Can AI Step Outside Its Training Data? The Principles and Methods of Eliciting Novelty


TL;DR

“AI is just sampling from the probability distribution of its training data, so nothing new can come out” — this naive intuition is roughly right but, taken literally, too strong. Mapped onto Boden’s three categories of creativity, combinational creativity (new combinations of existing elements) and exploratory creativity (discovering unexplored regions in an existing space) are possible in principle. Transformational creativity (changing the conceptual system itself), however, is not guaranteed by the architecture. But this boundary is fuzzy, and human creativity has the same structure. Real AI output feels “average and safe” not because of a principled limit but because of four pressures: frequency bias, conservative decoding, RLHF safety tuning, and Model Collapse. Each of these has corresponding countermeasures, and novelty can be elicited.

Is AI Just a Reproduction Engine for Existing Patterns?

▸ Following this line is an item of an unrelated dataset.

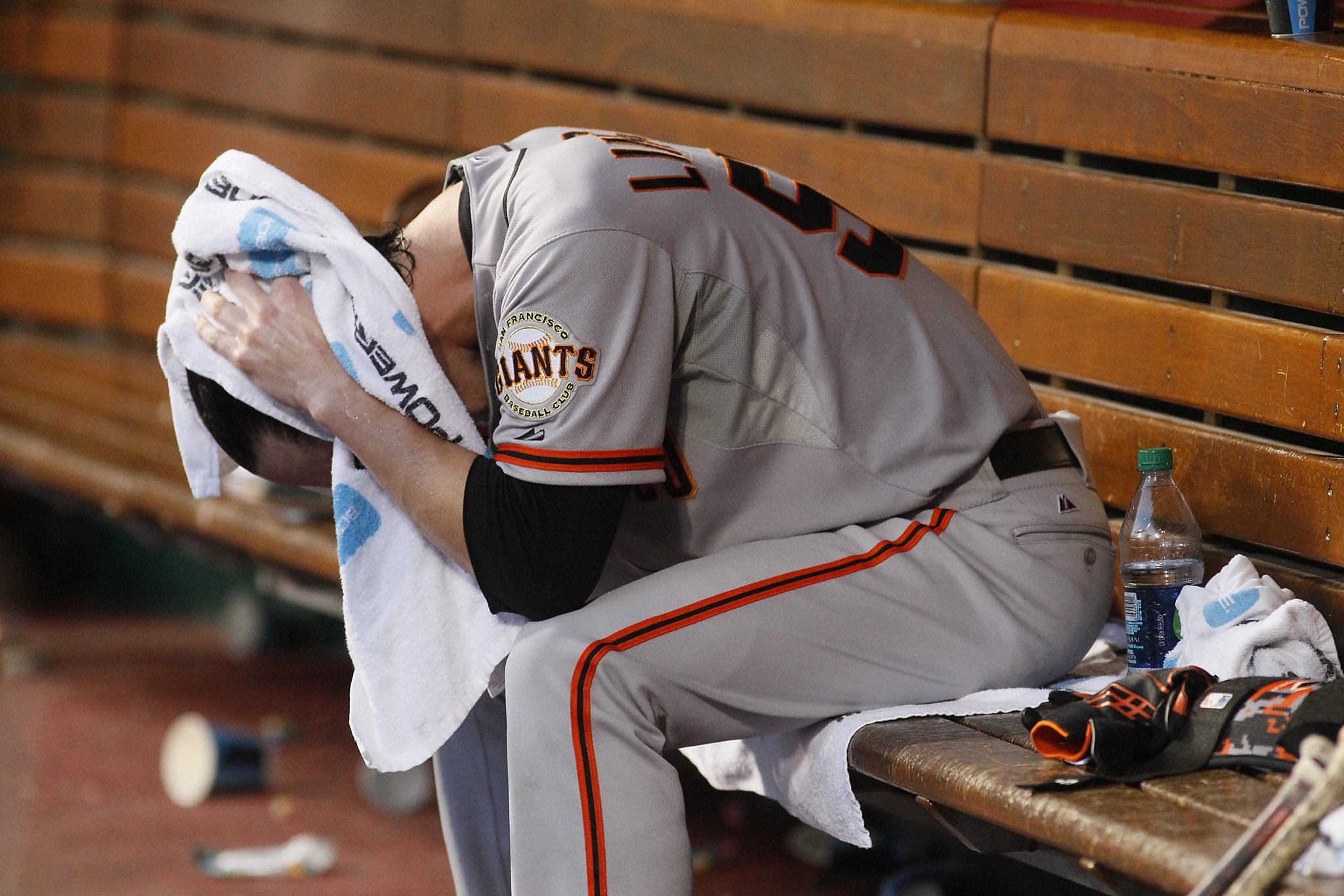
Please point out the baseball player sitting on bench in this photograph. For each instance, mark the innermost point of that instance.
(809, 479)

“AI is just sampling from the probability distribution of its training data, so won’t it fail to produce innovative ideas or visuals that aren’t in the training data?”

Anyone who’s used AI recently has probably had this doubt at some point. I myself often feel “this is kind of bland” or “I’ve seen this before” when I have AI write text or generate images. That experience reinforces this doubt.

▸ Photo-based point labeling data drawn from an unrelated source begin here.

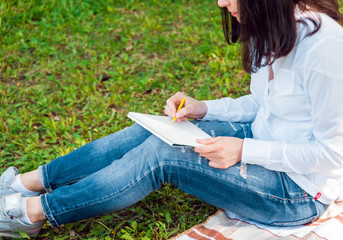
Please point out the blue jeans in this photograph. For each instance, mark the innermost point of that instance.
(119, 170)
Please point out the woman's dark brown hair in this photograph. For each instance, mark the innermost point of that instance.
(268, 28)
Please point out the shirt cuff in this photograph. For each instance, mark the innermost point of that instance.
(256, 152)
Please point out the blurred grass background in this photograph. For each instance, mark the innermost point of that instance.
(71, 70)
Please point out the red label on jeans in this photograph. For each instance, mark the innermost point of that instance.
(317, 196)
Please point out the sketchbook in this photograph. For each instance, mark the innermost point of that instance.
(178, 134)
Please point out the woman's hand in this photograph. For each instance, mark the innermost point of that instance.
(223, 152)
(191, 109)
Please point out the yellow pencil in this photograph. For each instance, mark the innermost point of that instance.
(180, 106)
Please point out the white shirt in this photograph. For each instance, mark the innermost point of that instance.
(298, 116)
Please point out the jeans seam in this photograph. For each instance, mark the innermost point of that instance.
(44, 176)
(128, 186)
(47, 211)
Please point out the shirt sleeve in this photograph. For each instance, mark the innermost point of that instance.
(243, 109)
(324, 151)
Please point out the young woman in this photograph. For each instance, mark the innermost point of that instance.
(276, 155)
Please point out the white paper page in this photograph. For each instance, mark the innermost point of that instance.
(179, 133)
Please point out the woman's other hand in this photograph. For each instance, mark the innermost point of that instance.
(191, 109)
(223, 152)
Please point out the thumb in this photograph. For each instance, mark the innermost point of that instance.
(182, 112)
(214, 164)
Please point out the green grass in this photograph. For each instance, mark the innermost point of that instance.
(71, 70)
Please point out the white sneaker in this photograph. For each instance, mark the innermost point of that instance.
(10, 225)
(7, 179)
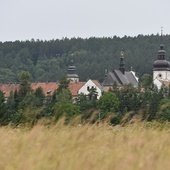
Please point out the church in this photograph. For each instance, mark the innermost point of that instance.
(161, 69)
(120, 76)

This view is roughly correct, but taken literally it’s too strong. So in this article I’ll consider two questions in order.

  1. In principle, can AI produce something genuinely new?
  2. If it can, how can we get it to?

As a frame for the discussion, I’ll use cognitive scientist Margaret Boden’s three categories of creativity.

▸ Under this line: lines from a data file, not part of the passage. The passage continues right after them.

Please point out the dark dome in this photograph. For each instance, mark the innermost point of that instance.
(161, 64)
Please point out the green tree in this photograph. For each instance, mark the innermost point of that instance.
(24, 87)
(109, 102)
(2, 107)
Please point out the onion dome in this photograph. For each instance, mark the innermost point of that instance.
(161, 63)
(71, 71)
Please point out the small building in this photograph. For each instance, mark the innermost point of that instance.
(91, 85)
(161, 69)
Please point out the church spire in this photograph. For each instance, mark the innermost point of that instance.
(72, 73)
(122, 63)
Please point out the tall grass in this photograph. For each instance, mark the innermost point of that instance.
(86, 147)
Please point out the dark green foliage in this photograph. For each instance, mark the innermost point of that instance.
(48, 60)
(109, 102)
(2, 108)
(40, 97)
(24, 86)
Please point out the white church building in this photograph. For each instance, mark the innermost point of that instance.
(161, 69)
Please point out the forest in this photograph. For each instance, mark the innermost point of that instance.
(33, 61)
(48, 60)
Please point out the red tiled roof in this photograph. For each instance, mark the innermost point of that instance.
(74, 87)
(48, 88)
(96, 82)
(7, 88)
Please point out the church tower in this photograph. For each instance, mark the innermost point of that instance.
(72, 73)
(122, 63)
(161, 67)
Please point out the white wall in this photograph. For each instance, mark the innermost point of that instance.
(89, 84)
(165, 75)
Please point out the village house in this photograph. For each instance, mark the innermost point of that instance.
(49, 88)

  • Combinational creativity: making new combinations of existing elements. Things like ukiyo-e × cyberpunk, or jazz × electronic music
  • Exploratory creativity: finding unexplored regions inside an existing space of rules or styles. Like generating a piece Bach never wrote, but in Bach’s style
  • Transformational creativity: changing the rules or conceptual system itself. The invention of non-Euclidean geometry, the birth of cubism

This three-way split is a framework widely adopted in computational creativity and applies directly to evaluating AI creativity. From here on I’ll use this axis consistently to map “what AI can and can’t do.”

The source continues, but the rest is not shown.